Respectnidea.com – Hakim Tunggal Pengadilan Negeri (PN) Jakarta Selatan, I Ketut Darpawan, resmi menolak permohonan praperadilan yang diajukan oleh mantan Menteri Pendidikan, Kebudayaan, Riset, dan Teknologi (Mendikbudristek) Nadiem Anwar Makarim.
Sidang ini merupakan buntut dari penetapan status tersangka terhadap Nadiem Makarim dalam dugaan kasus korupsi pengadaan Chromebook di lingkungan Kemendikbudristek pada periode 2019–2022.
Dalam sidang pembacaan putusan yang digelar pada Senin, hakim menyatakan, “Menolak permohonan praperadilan pemohon dan membebankan pemohon sejumlah nihil.”
Putusan tersebut menegaskan bahwa permohonan yang diajukan Nadiem Makarim tidak memiliki dasar hukum yang cukup kuat untuk dikabulkan.
Sidang praperadilan ini digelar guna menguji sah atau tidaknya penetapan status tersangka oleh pihak Kejaksaan Agung (Kejagung) Republik Indonesia. Melalui kuasa hukumnya, Nadiem berupaya menegaskan bahwa penetapan dirinya sebagai tersangka dalam kasus tersebut tidak sesuai prosedur hukum dan kurang didukung bukti yang memadai.
Selama proses sidang, sebanyak 12 tokoh antikorupsi dari berbagai latar belakang turut mengajukan pendapat hukum sebagai amicus curiae atau “sahabat pengadilan.”
Mereka berasal dari kalangan mantan pimpinan Komisi Pemberantasan Korupsi (KPK), mantan Jaksa Agung, hingga pakar hukum tata negara. Para amici ini menilai bahwa proses praperadilan di Indonesia kerap menyimpang dari tujuan awalnya sebagai mekanisme kontrol terhadap penggunaan kewenangan penyidik.
Dalam pandangan para ahli hukum tersebut, dua alat bukti yang digunakan Kejagung sebagai dasar penetapan Nadiem Makarim sebagai tersangka dinilai belum cukup untuk menimbulkan “reasonable suspicion” atau kecurigaan yang beralasan.
Mereka menegaskan bahwa beban pembuktian seharusnya berada di tangan penyidik Kejaksaan Agung, bukan pada pihak pemohon praperadilan.

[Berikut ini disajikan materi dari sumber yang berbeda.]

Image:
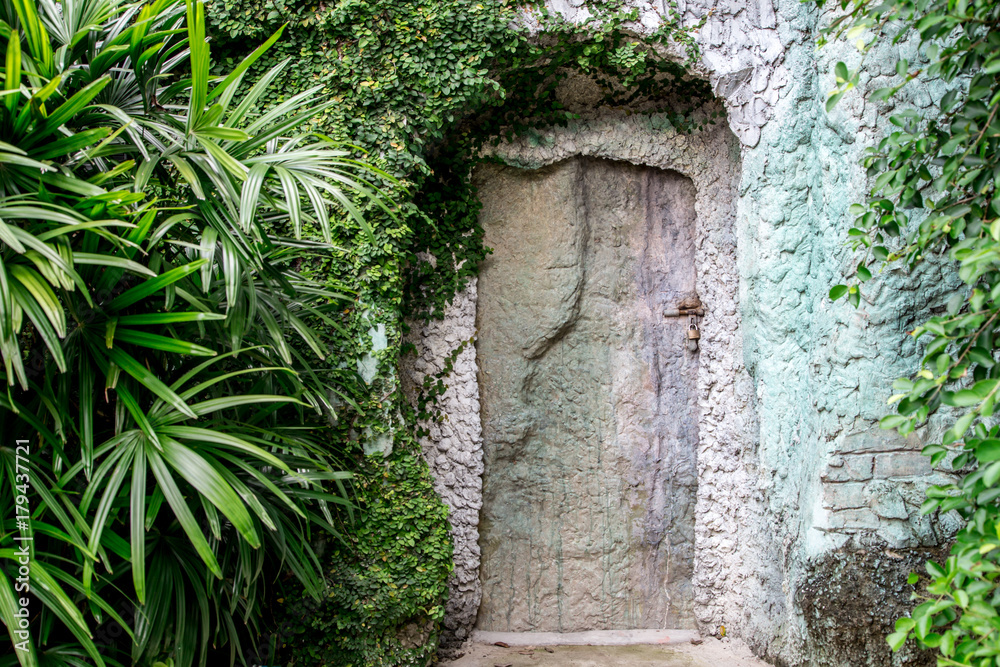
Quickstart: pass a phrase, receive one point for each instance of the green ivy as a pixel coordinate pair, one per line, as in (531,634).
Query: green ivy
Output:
(936,176)
(388,578)
(423,86)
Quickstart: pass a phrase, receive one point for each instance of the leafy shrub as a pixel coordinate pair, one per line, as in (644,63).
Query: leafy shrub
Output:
(389,579)
(161,353)
(936,181)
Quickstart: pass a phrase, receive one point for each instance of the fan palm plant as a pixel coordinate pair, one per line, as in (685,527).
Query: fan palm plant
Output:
(159,352)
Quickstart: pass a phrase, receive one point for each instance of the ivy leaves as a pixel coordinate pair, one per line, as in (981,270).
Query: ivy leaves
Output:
(936,178)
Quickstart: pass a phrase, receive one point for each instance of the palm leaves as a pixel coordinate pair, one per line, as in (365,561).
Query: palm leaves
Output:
(155,349)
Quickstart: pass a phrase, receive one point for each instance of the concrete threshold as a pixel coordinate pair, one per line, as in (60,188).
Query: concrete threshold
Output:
(589,638)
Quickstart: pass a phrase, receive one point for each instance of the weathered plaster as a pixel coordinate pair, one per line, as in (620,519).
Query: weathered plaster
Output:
(792,466)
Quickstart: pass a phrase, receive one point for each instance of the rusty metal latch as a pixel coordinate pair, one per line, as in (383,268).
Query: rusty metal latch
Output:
(690,307)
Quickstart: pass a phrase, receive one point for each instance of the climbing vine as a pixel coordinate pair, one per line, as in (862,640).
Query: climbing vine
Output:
(422,86)
(935,181)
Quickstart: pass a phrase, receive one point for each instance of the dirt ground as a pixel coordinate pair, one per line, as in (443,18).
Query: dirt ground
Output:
(710,653)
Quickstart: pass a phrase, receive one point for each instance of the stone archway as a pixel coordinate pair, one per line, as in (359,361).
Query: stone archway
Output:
(726,415)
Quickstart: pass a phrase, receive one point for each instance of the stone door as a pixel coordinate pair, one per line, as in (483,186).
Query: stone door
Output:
(589,410)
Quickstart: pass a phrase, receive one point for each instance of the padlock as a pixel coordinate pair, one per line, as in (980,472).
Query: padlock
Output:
(694,333)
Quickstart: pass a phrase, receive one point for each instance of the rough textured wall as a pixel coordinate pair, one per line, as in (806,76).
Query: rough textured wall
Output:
(725,394)
(588,398)
(795,478)
(453,446)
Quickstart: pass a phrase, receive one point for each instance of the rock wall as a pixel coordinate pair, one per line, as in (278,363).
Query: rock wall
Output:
(588,398)
(795,480)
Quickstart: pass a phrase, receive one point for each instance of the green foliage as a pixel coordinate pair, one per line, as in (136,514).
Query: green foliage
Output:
(422,86)
(165,491)
(936,181)
(389,578)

Kejaksaan Agung sebelumnya menetapkan Nadiem Makarim sebagai tersangka dalam dugaan tindak pidana korupsi pengadaan Chromebook di Kemendikbudristek yang berlangsung antara tahun 2019 hingga 2022. Dalam kapasitasnya sebagai Mendikbudristek pada tahun 2020, Nadiem disebut merencanakan penggunaan produk Google untuk proyek pengadaan perangkat teknologi informasi dan komunikasi (TIK), bahkan sebelum proses pengadaan resmi dimulai.

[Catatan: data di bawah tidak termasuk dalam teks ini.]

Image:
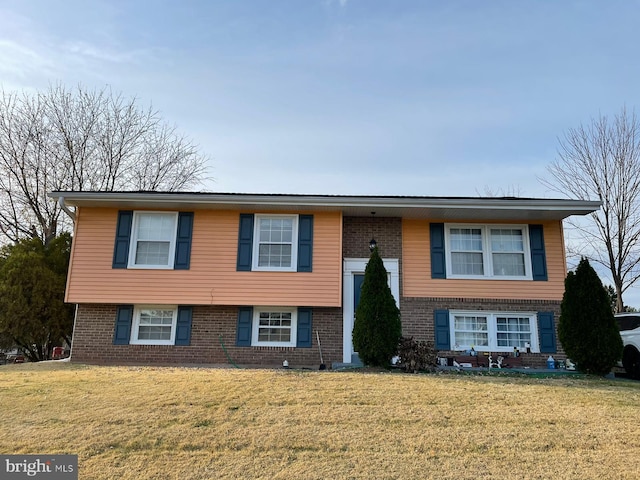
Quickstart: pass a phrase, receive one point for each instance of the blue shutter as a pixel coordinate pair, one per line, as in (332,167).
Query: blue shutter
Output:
(123,236)
(547,332)
(538,255)
(183,241)
(438,263)
(305,243)
(304,327)
(245,319)
(183,327)
(124,318)
(245,242)
(442,332)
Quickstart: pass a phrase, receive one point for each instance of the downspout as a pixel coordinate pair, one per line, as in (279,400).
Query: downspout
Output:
(66,210)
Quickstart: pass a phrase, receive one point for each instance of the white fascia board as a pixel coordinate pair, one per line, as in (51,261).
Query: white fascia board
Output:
(416,207)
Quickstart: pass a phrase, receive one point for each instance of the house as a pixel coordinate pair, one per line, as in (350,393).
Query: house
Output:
(206,278)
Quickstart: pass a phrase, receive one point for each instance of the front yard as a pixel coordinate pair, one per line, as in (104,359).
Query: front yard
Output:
(197,423)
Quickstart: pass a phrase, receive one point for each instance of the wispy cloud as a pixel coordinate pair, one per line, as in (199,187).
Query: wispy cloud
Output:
(101,53)
(22,61)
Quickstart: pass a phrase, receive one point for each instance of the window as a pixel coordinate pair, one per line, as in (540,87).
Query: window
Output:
(275,242)
(154,325)
(488,251)
(274,327)
(493,331)
(153,240)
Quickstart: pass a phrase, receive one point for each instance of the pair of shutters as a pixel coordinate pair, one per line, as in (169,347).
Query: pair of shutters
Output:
(546,331)
(182,258)
(536,243)
(245,325)
(305,243)
(124,321)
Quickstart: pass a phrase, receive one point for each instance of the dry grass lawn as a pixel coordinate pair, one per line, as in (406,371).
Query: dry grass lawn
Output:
(196,423)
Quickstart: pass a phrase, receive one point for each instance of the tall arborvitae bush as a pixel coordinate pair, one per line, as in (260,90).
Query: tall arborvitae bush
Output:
(377,327)
(587,327)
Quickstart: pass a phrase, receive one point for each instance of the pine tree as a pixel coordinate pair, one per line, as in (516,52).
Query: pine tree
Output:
(377,329)
(33,315)
(587,327)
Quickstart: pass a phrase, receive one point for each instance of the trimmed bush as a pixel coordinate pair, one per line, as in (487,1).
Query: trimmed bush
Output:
(587,327)
(416,356)
(377,328)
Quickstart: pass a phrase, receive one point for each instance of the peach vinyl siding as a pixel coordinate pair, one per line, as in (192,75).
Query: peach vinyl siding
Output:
(212,278)
(417,281)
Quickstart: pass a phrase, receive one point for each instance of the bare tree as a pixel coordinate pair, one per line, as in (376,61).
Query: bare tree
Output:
(80,139)
(601,161)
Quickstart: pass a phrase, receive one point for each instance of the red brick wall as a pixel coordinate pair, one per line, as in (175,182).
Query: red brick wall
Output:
(417,319)
(358,231)
(95,324)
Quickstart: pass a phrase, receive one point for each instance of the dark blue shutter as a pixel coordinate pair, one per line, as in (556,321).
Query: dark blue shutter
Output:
(438,263)
(304,327)
(305,243)
(245,242)
(183,241)
(183,327)
(245,319)
(443,334)
(547,332)
(123,236)
(538,255)
(124,318)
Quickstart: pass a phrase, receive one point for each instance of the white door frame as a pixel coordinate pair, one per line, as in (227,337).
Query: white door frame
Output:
(353,266)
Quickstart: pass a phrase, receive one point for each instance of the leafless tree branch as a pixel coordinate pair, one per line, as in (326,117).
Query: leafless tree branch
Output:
(80,139)
(602,161)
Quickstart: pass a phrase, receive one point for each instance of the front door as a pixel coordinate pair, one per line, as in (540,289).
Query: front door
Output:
(353,277)
(358,280)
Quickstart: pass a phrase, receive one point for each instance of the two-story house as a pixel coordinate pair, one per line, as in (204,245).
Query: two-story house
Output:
(206,278)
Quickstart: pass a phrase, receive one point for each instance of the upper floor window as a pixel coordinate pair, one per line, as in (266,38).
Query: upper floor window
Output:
(494,251)
(153,240)
(275,245)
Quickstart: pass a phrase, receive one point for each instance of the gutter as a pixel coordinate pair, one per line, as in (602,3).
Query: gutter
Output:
(65,209)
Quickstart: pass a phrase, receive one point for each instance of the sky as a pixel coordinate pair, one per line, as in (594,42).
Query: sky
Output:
(372,97)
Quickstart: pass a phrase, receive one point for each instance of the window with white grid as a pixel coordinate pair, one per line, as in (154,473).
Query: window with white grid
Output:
(153,240)
(274,326)
(494,331)
(488,251)
(154,325)
(275,242)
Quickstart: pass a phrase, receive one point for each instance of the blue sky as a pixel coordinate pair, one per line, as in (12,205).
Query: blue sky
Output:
(345,97)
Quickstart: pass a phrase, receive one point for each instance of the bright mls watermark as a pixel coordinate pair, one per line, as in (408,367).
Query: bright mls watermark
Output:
(49,467)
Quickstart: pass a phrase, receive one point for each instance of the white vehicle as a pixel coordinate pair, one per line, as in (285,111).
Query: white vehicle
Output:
(629,325)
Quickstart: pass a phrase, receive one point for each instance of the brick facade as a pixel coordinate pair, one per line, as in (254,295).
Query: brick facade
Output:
(212,326)
(418,321)
(358,231)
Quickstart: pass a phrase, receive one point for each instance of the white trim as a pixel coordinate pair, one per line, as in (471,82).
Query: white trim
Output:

Atas dasar tersebut, Nadiem dijerat dengan Pasal 2 ayat (1) atau Pasal 3 juncto Pasal 18 Undang-Undang Nomor 31 Tahun 1999 tentang Pemberantasan Tindak Pidana Korupsi, sebagaimana telah diubah dengan UU Nomor 20 Tahun 2001, serta Pasal 55 ayat (1) ke-1 KUHP tentang penyertaan dalam tindak pidana.

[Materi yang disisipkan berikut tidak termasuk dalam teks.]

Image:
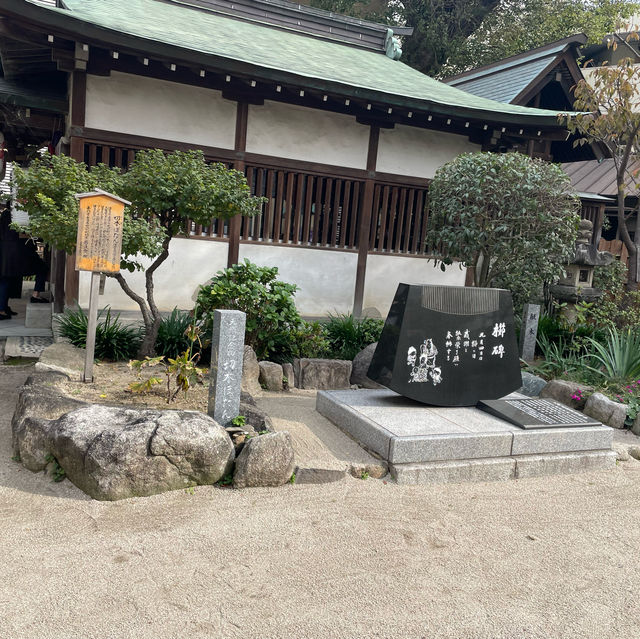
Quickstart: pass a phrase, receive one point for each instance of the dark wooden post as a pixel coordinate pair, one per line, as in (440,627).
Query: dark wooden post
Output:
(366,211)
(235,223)
(78,109)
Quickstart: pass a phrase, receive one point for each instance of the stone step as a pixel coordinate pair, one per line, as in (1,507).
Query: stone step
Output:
(26,346)
(502,468)
(430,444)
(38,316)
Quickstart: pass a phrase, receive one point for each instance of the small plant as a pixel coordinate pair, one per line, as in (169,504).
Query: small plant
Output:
(619,356)
(183,369)
(114,340)
(631,397)
(227,480)
(57,471)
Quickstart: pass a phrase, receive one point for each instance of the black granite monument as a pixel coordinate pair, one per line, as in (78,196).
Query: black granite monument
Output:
(448,345)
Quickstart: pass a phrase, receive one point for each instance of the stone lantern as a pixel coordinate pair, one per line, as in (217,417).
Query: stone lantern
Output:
(577,284)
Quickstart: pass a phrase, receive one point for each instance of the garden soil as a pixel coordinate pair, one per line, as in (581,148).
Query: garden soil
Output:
(555,557)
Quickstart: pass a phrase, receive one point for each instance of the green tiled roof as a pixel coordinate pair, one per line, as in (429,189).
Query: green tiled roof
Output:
(269,53)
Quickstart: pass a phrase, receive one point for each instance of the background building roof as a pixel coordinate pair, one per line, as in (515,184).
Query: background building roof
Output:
(201,36)
(598,177)
(510,78)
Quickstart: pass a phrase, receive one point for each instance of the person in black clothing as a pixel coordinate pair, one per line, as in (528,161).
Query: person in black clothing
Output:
(18,257)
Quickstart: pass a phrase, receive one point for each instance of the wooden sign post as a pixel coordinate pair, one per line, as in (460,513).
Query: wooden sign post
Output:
(98,250)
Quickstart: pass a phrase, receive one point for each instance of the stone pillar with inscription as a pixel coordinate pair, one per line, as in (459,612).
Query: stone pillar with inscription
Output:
(227,351)
(529,331)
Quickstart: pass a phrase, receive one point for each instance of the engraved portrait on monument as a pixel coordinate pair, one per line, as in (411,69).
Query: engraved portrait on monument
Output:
(448,345)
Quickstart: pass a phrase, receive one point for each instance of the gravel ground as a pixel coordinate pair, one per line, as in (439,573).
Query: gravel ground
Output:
(538,558)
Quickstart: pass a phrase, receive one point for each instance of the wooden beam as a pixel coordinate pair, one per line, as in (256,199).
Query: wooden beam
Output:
(227,155)
(365,221)
(235,223)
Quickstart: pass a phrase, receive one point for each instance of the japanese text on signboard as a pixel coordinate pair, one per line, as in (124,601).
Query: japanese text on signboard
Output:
(99,244)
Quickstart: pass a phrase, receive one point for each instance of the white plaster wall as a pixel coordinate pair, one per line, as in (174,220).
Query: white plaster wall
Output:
(160,109)
(406,150)
(385,272)
(326,279)
(300,133)
(190,264)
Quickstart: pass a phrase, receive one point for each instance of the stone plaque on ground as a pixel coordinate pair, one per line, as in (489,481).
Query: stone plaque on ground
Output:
(448,345)
(227,352)
(536,413)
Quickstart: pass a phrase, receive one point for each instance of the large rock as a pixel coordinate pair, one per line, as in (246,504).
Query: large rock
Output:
(322,374)
(606,410)
(250,372)
(36,405)
(563,391)
(271,376)
(267,460)
(113,453)
(360,367)
(64,358)
(532,385)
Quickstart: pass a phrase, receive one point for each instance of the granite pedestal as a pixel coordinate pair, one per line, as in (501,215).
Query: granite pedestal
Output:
(427,444)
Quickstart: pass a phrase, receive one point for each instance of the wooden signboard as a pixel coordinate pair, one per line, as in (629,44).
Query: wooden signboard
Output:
(99,244)
(98,249)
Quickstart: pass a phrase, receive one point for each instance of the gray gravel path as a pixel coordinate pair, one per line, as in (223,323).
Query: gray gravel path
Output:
(542,558)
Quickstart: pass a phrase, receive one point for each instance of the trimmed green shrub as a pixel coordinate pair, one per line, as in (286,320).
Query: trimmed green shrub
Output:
(172,338)
(114,340)
(348,336)
(255,290)
(308,339)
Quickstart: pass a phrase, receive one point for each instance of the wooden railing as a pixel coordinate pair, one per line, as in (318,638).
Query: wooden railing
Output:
(310,209)
(302,209)
(399,220)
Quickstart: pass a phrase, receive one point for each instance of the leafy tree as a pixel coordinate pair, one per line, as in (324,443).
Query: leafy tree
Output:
(610,103)
(453,36)
(511,218)
(165,191)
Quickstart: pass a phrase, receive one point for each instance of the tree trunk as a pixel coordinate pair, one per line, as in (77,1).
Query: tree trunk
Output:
(150,313)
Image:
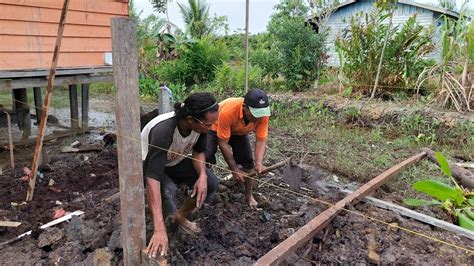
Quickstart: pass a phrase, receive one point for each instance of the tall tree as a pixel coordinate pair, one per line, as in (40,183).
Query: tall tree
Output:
(196,17)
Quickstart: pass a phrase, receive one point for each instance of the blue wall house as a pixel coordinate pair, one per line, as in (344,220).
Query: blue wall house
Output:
(427,16)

Putusan PN Jakarta Selatan ini sekaligus memperkuat posisi hukum Kejaksaan Agung dalam melanjutkan penyidikan terhadap kasus yang menjerat mantan bos Gojek tersebut. Hingga kini, pihak Nadiem Makarim belum memberikan keterangan lebih lanjut mengenai langkah hukum berikutnya pasca ditolaknya permohonan praperadilan tersebut.